Rimasero in silenzio per un po'
(cosa che avvenne realmente). Poi il maschio avrà cercato ancora di
convincerla: «Se
gli umani si affannano a costruire tutto di plastica vuol dire che conviene!
Ma se proprio non ti va… Togliamo la plastica e ricicliamo il resto. Comunque
sarebbe fatica in meno…»
«E
che ne facciamo della plastica?» avrà chiesto la merla, «Non
possiamo riportarla dove l’abbiamo presa e nemmeno possiamo lasciarla cadere
nel terrazzo di queste persone che ci ospitano».
«La
facciamo cadere in strada...» avrà proposto lui.
«E
bravo! Così facciamo rimproverare i padroni di questo terrazzo. Perché tutti i
passanti penseranno che siano loro a buttarla giù».
Se volessi continuare con quella
improbabile discussione della coppia di merli, potrei scriverci un romanzo,
tanta è la mia avversione per l'uso smodato che facciamo della plastica: poca
attenzione a ridurne l’uso, a non disseminarla ovunque, scarso impegno nel
riciclarla e nel differenziare quella da smaltire.
Se i merli raccolgono striscioline di
plastica nei prati e negli arbusti per usarla nei loro nidi, è perché c'è chi
li dissemina ma purtroppo non c'è chi li raccoglie.
Ho osservato per molto tempo come avviene il taglio del l'erba nei giardini pubblici e ne ho ricavato l'impressione che spesso non si cura il prato ma la raccolta. Succede che dopo la falciatura, l’erba viene raccolta ma vengono lasciati nel prato, carte, lattine, plastica e quant'altro la macchina ha trinciato.

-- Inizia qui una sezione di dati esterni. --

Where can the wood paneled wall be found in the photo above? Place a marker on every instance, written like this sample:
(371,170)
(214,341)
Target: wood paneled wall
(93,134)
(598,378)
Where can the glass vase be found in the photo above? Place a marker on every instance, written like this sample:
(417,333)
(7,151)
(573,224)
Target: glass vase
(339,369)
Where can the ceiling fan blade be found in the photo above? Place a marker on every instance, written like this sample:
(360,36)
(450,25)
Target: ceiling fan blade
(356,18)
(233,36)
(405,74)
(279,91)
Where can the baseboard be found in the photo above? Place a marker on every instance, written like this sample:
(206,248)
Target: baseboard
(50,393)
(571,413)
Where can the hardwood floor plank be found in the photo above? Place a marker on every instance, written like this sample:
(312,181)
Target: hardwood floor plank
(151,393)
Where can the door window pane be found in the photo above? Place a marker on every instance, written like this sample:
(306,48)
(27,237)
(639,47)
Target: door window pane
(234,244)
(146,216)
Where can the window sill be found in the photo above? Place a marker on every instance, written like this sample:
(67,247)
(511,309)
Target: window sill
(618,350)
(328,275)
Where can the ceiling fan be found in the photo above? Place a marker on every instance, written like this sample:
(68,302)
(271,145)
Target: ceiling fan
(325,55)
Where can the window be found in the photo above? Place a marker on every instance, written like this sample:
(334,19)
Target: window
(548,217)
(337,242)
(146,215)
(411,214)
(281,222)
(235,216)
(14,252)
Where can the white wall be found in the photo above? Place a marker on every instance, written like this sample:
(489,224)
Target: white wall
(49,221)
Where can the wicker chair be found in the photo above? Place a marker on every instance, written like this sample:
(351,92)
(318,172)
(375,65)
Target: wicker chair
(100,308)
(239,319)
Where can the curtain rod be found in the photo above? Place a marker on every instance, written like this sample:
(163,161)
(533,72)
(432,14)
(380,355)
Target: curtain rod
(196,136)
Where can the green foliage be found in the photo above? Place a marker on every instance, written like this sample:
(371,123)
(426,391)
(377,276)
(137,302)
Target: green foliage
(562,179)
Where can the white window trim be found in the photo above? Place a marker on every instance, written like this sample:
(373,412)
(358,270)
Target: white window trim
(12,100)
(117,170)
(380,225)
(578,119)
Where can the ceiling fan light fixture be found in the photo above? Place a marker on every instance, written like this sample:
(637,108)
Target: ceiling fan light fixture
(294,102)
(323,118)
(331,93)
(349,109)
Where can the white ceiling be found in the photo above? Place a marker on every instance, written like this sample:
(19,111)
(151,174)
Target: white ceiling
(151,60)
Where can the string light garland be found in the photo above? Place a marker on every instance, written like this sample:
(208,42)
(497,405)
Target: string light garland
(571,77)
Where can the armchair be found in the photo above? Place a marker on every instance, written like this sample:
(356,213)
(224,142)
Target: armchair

Contemporaneamente ho anche osservato chi fa la manutenzione degli alberi: dopo la potatura raccolgono rami rametti e fogliame e spazzano la superficie per lasciarla pulita. Non capisco perché questo sistema non si debba adottare anche per la “potatura” dell’erba.
Con un pizzico di malizia potrei pensare che l’interesse sia quello di raccogliere più erba possibile per farne composto e si lascia nel prato tutto il resto.
È lì che prevalentemente i poveri uccelli, inquinando i loro nidi, raccolgono quello che non dovrebbe essere tra l’erba.